Stanley Llewellyn Wood was a prolific Welsh illustrator who travelled widely. He was known for his portrayals of horses in action and also for his black-and-white illustrations for the Captain Kettle stories by C. J. Cutcliffe Hyne.
Wood's Birth Certificate shows that he was born in Christchurch, Newport, Monmouthshire, Wales, on 10 December 1866. His parents were Stanley James Wood (c. 1839 – 27 May 1877), a cement manufacturer and entrepreneur, and Charlotte Atkins (c. 1839 – ). Wood's father was declared bankrupt in 1861, and was before the bankruptcy court again in 1869. Wood was the last of five children, and the only boy.
In 1873, George Grant, a Scottish silk merchant in London bought some 77 square miles of land in Kansas and proposed to set up an English colony there which he called Victoria. Wood's father sunk his money into the scheme and the family travelled to Kansas in 1873, when Wood was five or six years old. Grant had made him commissioner of streets in Victoria as an inducement.
When the family arrived in Victoria they found, not the bustling colony they had been promised, but a single two-storey stone building, the railway station, which also functioned as a hotel. Many of the other colonists were young men who were on allowance from their families, and were more intent on enjoying themselves than farming. The family found the carousing of the young men, and of the local cowboys, was intolerable and fled to Kansas City, with the very last of their money. Wood's father got a job with the Union Pacific land department at Lawrence, Kansas and the family moved and the children attended school there.
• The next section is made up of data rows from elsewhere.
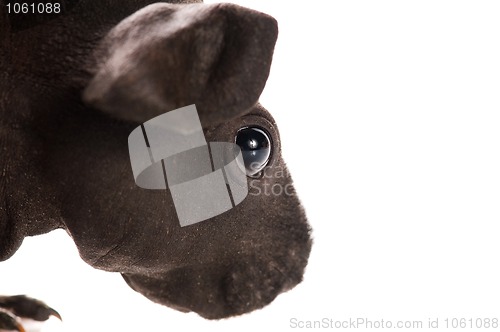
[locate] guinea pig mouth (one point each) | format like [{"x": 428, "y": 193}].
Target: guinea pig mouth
[{"x": 215, "y": 291}]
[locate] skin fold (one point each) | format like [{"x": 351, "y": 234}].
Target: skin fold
[{"x": 72, "y": 88}]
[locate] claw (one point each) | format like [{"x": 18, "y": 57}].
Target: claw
[
  {"x": 26, "y": 307},
  {"x": 9, "y": 322}
]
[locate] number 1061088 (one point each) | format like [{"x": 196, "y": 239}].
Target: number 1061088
[{"x": 33, "y": 8}]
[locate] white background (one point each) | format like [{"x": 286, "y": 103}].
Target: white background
[{"x": 389, "y": 113}]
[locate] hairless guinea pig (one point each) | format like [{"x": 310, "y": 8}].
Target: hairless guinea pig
[{"x": 74, "y": 84}]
However, their hardships were not over. Still seeking his fortune, Woods' father left his job in Lawrence and began to travel around Kansas demonstrating a patent well-digging auger. He was demonstrating the auger at a farm near Wichita, Kansas on 27 May 1877, when he experience some symptoms that made him rush to the doctor's office. He died in the doctor's office at 4pm, just as they began to try and treat him. The family's troubles were not over though. They were living in a ranch-house outside the town where the former occupants were buried in the garden after being killed in an Indian raid. The new widow was horrified to find one night that a party of Indians had surrounded the house and she had the children put on boots and clump around and bang doors so that those outside would thing there was a part of cowboys in the house. The family immediately returned to England, although Wood visited Lawrence several times in later life, and his mother visited at least once.
The 1881 census found the family at 4 Mornington street, apart from the eldest Amy Phoebe (Oct 1860- – 1902). Wood's second eldest sister Jessie M. was an artist's apprentice at the time. She later travelled to New York to work for the Redfern fashion house as a designer. Eventually she became the drama critic of the New York Journal at a salary of $250 a week, and illustrated her reviews with her own illustrations.